In conclusion, the study of Exley et al. published in this issue of JAD extends previous investigations on healthy volunteers and shows that Si(OH)4dietary supplementation facilitates the urinary excretion of aluminium in AD patients, in whom there is considerable evidence of aluminium accumulation in the brain. Without the present evidence that the silicon-aluminium mechanism that works in healthy volunteers works the same in AD patients, it would have been difﬁcult to argue that the long-term dietary silica supplementation and its effects in preventing aluminium accumulation in the body and probably brain is relevant to AD prophylaxis.

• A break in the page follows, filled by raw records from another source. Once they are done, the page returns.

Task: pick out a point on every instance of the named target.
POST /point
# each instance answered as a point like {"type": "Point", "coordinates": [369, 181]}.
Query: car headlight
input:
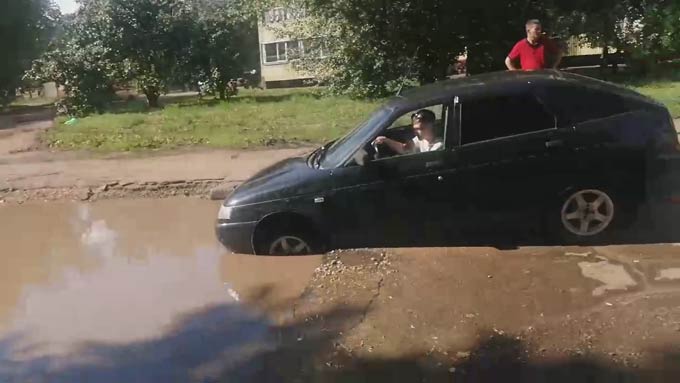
{"type": "Point", "coordinates": [225, 212]}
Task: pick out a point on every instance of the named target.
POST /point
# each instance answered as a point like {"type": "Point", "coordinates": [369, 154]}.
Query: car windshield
{"type": "Point", "coordinates": [345, 146]}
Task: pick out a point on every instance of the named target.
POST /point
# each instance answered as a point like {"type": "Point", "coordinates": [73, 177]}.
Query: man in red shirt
{"type": "Point", "coordinates": [535, 52]}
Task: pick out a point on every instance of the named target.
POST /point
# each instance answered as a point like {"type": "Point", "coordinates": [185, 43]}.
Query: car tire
{"type": "Point", "coordinates": [287, 241]}
{"type": "Point", "coordinates": [586, 215]}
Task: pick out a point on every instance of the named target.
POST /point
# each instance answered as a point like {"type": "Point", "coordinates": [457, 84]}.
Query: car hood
{"type": "Point", "coordinates": [286, 179]}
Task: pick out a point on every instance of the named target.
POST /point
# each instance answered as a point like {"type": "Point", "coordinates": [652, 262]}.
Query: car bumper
{"type": "Point", "coordinates": [236, 237]}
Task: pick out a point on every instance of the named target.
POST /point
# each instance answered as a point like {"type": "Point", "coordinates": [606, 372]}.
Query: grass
{"type": "Point", "coordinates": [254, 119]}
{"type": "Point", "coordinates": [668, 92]}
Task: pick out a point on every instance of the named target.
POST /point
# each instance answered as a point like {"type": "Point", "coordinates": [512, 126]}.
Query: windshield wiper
{"type": "Point", "coordinates": [321, 154]}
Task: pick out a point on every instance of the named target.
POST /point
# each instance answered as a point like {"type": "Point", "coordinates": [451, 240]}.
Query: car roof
{"type": "Point", "coordinates": [505, 80]}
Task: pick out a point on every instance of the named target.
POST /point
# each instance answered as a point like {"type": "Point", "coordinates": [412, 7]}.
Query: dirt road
{"type": "Point", "coordinates": [28, 171]}
{"type": "Point", "coordinates": [110, 291]}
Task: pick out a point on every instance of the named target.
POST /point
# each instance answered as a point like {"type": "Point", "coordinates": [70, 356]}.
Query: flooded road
{"type": "Point", "coordinates": [140, 291]}
{"type": "Point", "coordinates": [120, 289]}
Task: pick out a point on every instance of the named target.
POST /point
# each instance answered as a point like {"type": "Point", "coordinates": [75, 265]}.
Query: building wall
{"type": "Point", "coordinates": [276, 71]}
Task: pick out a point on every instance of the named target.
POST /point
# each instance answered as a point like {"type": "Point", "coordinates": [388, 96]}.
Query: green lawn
{"type": "Point", "coordinates": [254, 119]}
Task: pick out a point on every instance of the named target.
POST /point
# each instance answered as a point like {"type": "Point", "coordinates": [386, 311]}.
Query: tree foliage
{"type": "Point", "coordinates": [152, 43]}
{"type": "Point", "coordinates": [26, 27]}
{"type": "Point", "coordinates": [376, 42]}
{"type": "Point", "coordinates": [224, 44]}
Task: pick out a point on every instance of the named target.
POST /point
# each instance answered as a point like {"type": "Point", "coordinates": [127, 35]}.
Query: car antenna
{"type": "Point", "coordinates": [408, 73]}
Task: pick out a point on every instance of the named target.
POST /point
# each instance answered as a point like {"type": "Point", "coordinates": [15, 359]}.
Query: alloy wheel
{"type": "Point", "coordinates": [587, 212]}
{"type": "Point", "coordinates": [289, 245]}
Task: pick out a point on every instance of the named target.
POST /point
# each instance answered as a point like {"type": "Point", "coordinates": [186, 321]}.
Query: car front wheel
{"type": "Point", "coordinates": [285, 242]}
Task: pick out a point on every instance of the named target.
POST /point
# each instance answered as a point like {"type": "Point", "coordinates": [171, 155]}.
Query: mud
{"type": "Point", "coordinates": [139, 290]}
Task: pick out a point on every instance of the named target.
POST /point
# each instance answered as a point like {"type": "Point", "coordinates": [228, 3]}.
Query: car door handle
{"type": "Point", "coordinates": [433, 164]}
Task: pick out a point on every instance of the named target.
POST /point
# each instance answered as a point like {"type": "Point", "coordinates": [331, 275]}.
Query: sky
{"type": "Point", "coordinates": [67, 6]}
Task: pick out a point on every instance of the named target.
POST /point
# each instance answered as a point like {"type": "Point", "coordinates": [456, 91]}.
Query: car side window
{"type": "Point", "coordinates": [401, 130]}
{"type": "Point", "coordinates": [574, 105]}
{"type": "Point", "coordinates": [405, 120]}
{"type": "Point", "coordinates": [502, 116]}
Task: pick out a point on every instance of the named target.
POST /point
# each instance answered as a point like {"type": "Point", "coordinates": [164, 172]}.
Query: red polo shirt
{"type": "Point", "coordinates": [533, 57]}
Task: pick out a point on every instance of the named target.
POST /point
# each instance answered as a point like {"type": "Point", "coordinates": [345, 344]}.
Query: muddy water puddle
{"type": "Point", "coordinates": [133, 288]}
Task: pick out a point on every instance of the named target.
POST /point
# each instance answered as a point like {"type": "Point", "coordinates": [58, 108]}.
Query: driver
{"type": "Point", "coordinates": [425, 139]}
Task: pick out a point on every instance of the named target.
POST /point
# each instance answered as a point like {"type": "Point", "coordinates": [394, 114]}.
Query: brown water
{"type": "Point", "coordinates": [133, 290]}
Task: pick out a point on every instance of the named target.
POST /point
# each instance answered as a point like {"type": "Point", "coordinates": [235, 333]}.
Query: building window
{"type": "Point", "coordinates": [281, 52]}
{"type": "Point", "coordinates": [277, 15]}
{"type": "Point", "coordinates": [315, 48]}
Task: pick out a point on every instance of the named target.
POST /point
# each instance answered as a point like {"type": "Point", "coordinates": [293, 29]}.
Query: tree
{"type": "Point", "coordinates": [655, 34]}
{"type": "Point", "coordinates": [26, 27]}
{"type": "Point", "coordinates": [80, 61]}
{"type": "Point", "coordinates": [155, 37]}
{"type": "Point", "coordinates": [224, 44]}
{"type": "Point", "coordinates": [376, 45]}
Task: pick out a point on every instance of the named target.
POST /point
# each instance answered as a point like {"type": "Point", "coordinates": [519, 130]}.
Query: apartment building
{"type": "Point", "coordinates": [277, 53]}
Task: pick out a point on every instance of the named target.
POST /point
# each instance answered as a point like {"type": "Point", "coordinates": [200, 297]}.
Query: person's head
{"type": "Point", "coordinates": [534, 29]}
{"type": "Point", "coordinates": [423, 123]}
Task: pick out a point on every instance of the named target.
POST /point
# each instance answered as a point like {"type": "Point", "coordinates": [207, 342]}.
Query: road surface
{"type": "Point", "coordinates": [140, 291]}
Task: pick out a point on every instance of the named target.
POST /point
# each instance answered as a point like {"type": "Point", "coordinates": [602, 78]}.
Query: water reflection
{"type": "Point", "coordinates": [131, 291]}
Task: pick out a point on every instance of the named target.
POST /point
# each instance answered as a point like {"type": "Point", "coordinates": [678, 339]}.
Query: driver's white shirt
{"type": "Point", "coordinates": [421, 146]}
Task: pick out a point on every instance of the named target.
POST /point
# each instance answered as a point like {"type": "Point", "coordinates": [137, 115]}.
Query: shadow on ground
{"type": "Point", "coordinates": [223, 344]}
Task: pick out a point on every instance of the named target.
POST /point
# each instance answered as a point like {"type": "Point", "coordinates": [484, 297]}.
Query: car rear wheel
{"type": "Point", "coordinates": [586, 214]}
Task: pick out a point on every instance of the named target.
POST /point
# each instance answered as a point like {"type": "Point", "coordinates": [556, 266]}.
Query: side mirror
{"type": "Point", "coordinates": [361, 157]}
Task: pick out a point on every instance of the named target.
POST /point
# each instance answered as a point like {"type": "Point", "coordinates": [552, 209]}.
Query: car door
{"type": "Point", "coordinates": [388, 202]}
{"type": "Point", "coordinates": [508, 145]}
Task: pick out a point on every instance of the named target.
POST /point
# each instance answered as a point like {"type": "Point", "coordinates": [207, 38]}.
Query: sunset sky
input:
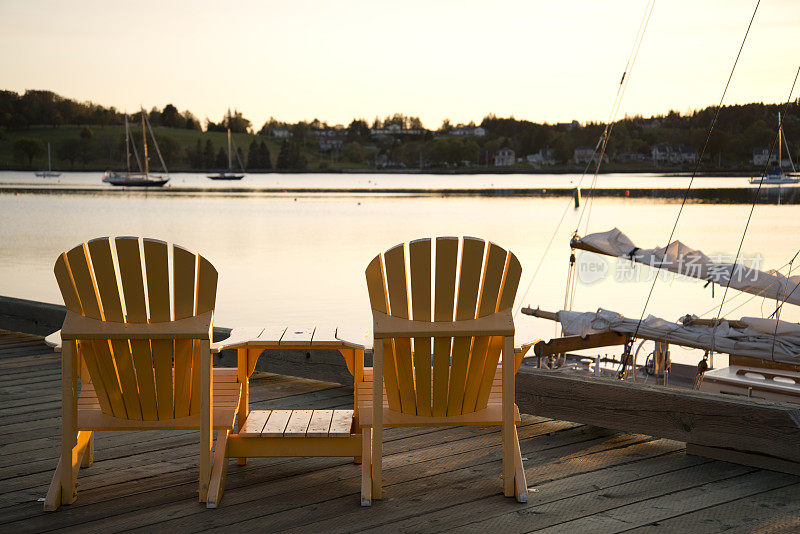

Therefore, the present study reduces an important degree of freedom that would have otherwise limited the possible clinical developments of the silicon-aluminium-AD hypothesis and it strengthens aforeseeable health recommendation of silica supplementation therapy as a long-term prophylaxis against AD. Such an intervention might allow us to easily control a risk factor involved in AD pathogenesis and it should equally draw the attention of individuals and health organizations.